How To Sell Your Business

You have put in the long hours. You have risked your health, personal wellbeing, your family life and maybe your personal wealth all for the potential of the capital upside of selling your business. You may have sold a business before and be a seasoned entrepreneur and if so, you will know that the sale process is never straightforward. 

When you come to sell your business, a purchaser will not see the value the same as you. They will want to know all the risks and they will likely want to use those risks to minimise the price paid. One of the main risks to the business is how it will continue without you. Any purchaser will want the business to remain intact after you go and keep the ability to grow in value, so they make a return on their investment. A purchaser may therefore want to tie you into the business on an earn out arrangement.

What is your exit strategy?

Preparing to sell your business includes an exit strategy. Are you prepared to continue working in the business once you have sold your shares? 

Earn out agreements normally appear attractive because of the potential upside of meeting certain targets. Meeting those targets would result in increased consideration in the form of cash or equity. Are the targets realistic for a business under different management? Is the way of measuring performance towards those targets prescribed or open to consideration (manipulation)? A purchaser will only want to pay more if the targets as they see them are met and even then, they may be reluctant if they can’t see a continued brighter future. Earn outs can be very good but are also fraught with risks. As such, the reward needs to be commensurate. Also, there is nothing quite so rewarding as receiving a satisfying payment at the time the sale is agreed.

If you wish to cleanly exit and sell your business, it will need to be equipped with a management team that doesn’t include you. A management team also introduces the potential of a management buyout or a vendor-initiated management buyout (VIMBO), which could be with venture capital funding.

Seasoned entrepreneurs will generally know their exit strategy at the time they are formulating their business idea. It is always useful to know potential exit strategies even if the desired exit is not for a few years.

Should you appoint a broker?

Using a broker can help although you will have to choose the most appropriate broker. You will need to consider what makes a broker appropriate: 

  • Industry knowledge
  • Track record
  • Existing interest parties
  • Relationships with venture capitalists
  • Processes they will adopt 
  • Guidance and assistance with due diligence
  • Business valuation
  • Types of deal envisaged
  • Broker fees and whether they are performance driven

It is not always the broker who indicates the highest value of your business that has the correct skill set in practice. 

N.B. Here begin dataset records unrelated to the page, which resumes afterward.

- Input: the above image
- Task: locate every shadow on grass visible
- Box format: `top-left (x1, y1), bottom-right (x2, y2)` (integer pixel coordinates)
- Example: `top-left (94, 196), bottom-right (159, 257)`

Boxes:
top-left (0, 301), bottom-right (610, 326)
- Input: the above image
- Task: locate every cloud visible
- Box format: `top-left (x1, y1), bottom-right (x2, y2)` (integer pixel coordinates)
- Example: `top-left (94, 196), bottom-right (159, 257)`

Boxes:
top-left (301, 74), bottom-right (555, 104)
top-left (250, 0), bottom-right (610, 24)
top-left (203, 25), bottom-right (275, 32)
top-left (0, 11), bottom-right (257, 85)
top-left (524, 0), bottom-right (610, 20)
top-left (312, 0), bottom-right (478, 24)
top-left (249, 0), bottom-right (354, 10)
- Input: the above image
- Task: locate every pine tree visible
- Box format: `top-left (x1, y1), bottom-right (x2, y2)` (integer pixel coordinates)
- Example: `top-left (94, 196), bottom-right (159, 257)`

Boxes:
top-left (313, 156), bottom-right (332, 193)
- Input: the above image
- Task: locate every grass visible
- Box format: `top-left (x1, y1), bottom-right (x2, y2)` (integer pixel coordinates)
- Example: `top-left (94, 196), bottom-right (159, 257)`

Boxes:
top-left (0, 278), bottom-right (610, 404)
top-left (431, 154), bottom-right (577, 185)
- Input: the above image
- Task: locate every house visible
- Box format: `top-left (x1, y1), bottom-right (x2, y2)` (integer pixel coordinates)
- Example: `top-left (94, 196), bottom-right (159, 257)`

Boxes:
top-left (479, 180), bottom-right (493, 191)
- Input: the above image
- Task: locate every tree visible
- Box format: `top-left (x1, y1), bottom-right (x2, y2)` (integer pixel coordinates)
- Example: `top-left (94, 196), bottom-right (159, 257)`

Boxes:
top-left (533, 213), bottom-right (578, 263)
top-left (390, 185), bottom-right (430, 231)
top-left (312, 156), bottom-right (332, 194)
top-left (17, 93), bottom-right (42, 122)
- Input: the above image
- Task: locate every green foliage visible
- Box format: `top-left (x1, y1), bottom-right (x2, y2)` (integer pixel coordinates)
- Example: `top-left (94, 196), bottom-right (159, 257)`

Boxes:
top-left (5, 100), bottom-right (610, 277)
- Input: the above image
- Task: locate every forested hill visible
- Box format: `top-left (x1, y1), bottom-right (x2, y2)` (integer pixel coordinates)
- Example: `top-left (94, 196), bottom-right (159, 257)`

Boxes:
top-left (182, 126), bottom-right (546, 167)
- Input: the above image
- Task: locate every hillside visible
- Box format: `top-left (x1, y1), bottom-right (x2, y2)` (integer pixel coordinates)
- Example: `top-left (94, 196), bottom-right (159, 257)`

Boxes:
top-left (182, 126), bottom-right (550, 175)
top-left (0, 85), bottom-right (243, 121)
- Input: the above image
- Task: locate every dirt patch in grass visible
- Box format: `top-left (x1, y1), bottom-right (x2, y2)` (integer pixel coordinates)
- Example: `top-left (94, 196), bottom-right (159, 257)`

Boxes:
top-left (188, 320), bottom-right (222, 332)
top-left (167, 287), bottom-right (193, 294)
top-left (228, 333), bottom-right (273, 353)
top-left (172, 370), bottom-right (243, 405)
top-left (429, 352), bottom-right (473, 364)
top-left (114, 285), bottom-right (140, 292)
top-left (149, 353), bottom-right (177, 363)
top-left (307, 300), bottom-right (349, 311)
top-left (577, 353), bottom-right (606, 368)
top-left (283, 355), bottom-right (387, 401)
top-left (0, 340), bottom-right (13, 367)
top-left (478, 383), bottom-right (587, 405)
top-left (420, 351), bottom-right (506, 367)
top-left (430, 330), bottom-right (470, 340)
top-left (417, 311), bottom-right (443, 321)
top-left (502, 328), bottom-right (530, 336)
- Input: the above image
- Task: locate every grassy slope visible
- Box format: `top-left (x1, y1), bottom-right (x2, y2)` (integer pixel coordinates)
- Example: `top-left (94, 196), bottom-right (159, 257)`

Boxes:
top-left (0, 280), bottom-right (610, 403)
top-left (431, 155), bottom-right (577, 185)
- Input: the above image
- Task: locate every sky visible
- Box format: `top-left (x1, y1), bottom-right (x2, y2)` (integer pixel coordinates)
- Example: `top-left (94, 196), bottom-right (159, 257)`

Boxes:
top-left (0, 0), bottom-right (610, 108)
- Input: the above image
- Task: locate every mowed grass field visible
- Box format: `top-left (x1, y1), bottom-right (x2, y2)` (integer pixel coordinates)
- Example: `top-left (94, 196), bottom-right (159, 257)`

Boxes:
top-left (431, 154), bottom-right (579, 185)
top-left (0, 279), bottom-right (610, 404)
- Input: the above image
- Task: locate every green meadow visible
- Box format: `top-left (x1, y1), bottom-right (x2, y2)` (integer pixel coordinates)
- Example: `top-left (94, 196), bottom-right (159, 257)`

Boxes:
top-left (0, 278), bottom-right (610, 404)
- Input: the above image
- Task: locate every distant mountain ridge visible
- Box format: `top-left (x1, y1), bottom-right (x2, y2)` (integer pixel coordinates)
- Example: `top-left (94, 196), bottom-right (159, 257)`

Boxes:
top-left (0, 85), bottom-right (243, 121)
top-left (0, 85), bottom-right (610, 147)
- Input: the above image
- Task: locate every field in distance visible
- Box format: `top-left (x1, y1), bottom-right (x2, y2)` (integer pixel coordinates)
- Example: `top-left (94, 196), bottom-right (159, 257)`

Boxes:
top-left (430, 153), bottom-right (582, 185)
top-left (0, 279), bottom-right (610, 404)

What is the value of your business?

The value of a business to the owner may be substantially different to that on the open market. Similarly, the accounting value based on EBITDA may not consider the risks that a purchaser may identify and use to formulate their offer. If you have a plan to sell your business in say five years’ time, it may be worth each year having a review and valuation to conclude what needs to be done to achieve a higher value when you come to sell.

It is essential to manage expectations of value and to know a value you want to achieve for sale. There are several simple things a business can do to improve its value and having an independent valuation a few years in advance of a potential sale allows time to increase the business value.

Can you make the business more appealing?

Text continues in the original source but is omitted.